Video: White house takes us back to school
updated 1/26/2006 7:05:00 PM ET 2006-01-27T00:05:00

The White House is trying to sell this so hard that it actually issued an official press release titled, “Setting the Record Straight, Charges of Domestic Spying.”

Look, your tax dollars in action.  Word wealth, SAT training class.  As a public service, COUNTDOWN will now review, and, where applicable, provide translations of the White House take on what “domestic” means versus what “international” means, and then we‘ll add a few bonus examples of our own.

Quoting, “Deputy Director Of National Intelligence General Michael Hayden,” semicolon; “One End Of Any Call Targeted Under This Program Is Always Outside The United States.”

This is the glass-is-half-full view of warrantless eavesdropping, much as if a U.S. soldier, who, like the average human male, has about 12 pints of blood in his body, would lose six of those pints.

Critics of the NSA terrorist surveillance program would say, That soldier is half empty.  The White House would remind you that that soldier is half full.

Anyway, the press release actually gives several examples of the differences between the meanings of these two words.  “Definition, Domestic Versus International.  Domestic Calls are calls inside the United States.  International Calls are calls either to or from the United States.”

And don‘t forget to deposit $2 for the first five minutes, and an extra $2 to cover the cost of the guy listening in at the NSA.

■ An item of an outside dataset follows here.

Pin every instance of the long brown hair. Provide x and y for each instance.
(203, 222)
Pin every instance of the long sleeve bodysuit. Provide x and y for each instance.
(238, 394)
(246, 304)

“Domestic Flights,” the White House reminds us, “are flights from one American city to another.  International Flights are flights to or from the United States.”

So what happens if I call a domestic airline about a flight to Europe, but they‘ve outsourced their reservation agents to India?  Is that a domestic call about an international flight, or an international call about a domestic flight?

Wait, there‘s more.  “Domestic Mail consists of letters and packages sent within the United States,” the press release reads.  “International Mail consists of letters and packages sent to or from the United States.”

And don‘t forget, we can not only open either kind, kind if we damn well feel like it, but if you‘re using an international stamp and we need it for our collection, we‘re keeping it.

One more item from the press release, “Domestic Commerce involves business within the United States.  International Commerce involves business between the United States and other countries.”

International commerce.  You know, the kind of stuff Jack Abramoff did for the --  Huh, leave Abramoff out of it?  Gotcha, sorry.

Well, anyway, if you‘re still not clear on this domestic-versus-international stuff, as promised, a couple of more definitions to help pull you through.

Domestic is an adjective describing your dog or cat or any other animal you have as a pet, like a tiger or a boa constrictor.  “The Internationale,” meanwhile, is the worldwide anthem of those socialists and communists.

Internationals are soccer players who play in countries in which they were not born.  Domestics is an old-timey kind of term for people who cleaned your house.

International is the kind of law that lets us take terror suspects to old Soviet-era gulags in Eastern Europe and beat the crap out of them, while domestic is the kind of wine they bottle in California.

Thank you for your attention.  Please pass your examination papers forward.